Die AfD hat weniger über eine intensive Beschäftigung mit lokalen Themen oder mit einer besonderen "Kümmerer-Haltung" gepunktet. Sie profitierte schlicht von den bisherigen Veröffentlichungen über die Partei, die die Zuwanderung beenden und Grenzen schließen will. Eine Haltung, die etablierte Parteien ablehnen oder über sie sie zumindest noch streiten. Wahlforscher Pausch spricht davon, dass es der AfD wieder gelungen sei, darzustellen, dass die etablierten Parteien bei den Sorgen und Nöten der Bürger nicht zuhören würden. "Ein Teil der Bevölkerung fühlt sich nicht wirklich repräsentiert". Die AfD fülle dahingehend eine Lücke.

Frank Thonicke, Lokalchef der Zeitung "Hessische Niedersächsische Allgemeine" (HNA) berichtet, dass die AfD auf Marktplätzen nicht einmal besonders aktiv war. Entscheidend sei auch nicht gewesen, wie symphatisch die Spitzenkandidaten der AfD gewesen seien. Und für die Bürger hätten lokale Themen wie Verkehrsberuhigung oder anderes sowieso kaum eine Rolle gespielt. Thonicke sagt: "Das war eine reine Protestwahl." Wichtig sei der Satz der AfD-Wahlkämpfer gegenüber Bürgern gewesen: "Ich wohne selbst hier, neben meiner Wohnung gibt es ein Flüchtlingsheim, ich weiß, wovon Du redest". So wurde eine Art "Wir-Gefühl" ausgelöst.

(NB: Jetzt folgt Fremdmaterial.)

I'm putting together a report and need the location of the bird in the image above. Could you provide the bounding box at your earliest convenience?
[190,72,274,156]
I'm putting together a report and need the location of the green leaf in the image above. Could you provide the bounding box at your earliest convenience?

"Die Flüchtlingskrise überlagert alles!", sagt auch der Politikwissenschaftler Oscar Niedermayer von der FU Berlin. Auch er spricht von einem Frustgefühl und einer Protestwahl. Getragen durch die Medienaufmerksamkeit, die die AfD häufig als kaum wählbar darstelle, wollten Bürger offenbar ein Zeichen dagegen setzen. Wie lange die AfD noch von diesem Protestsignal profitieren könne, hänge vom zukünftigen Umgang der Bundespolitik mit der Flüchtlingsthematik ab. Zum Beispiel schon vom Ausgang der Verhandlungen mit der Türkei. In einer Einschätzung stimmen alle Politikanalysten nach der Kommunalwahl in Hessen überein: Die Ausgrenzung der AfD habe genau das Gegenteil bewirkt. Man müsse die Schwachpunkte der Argumente dieser Partei sachlich entlarven, sonst drohten Situationen wie aktuell in vielen hessischen Gemeinden. Denkbare Regierungskoalitionen finden keine ausreichenden Mehrheiten mehr. Das könnte Stadtverwaltungen destabilisieren.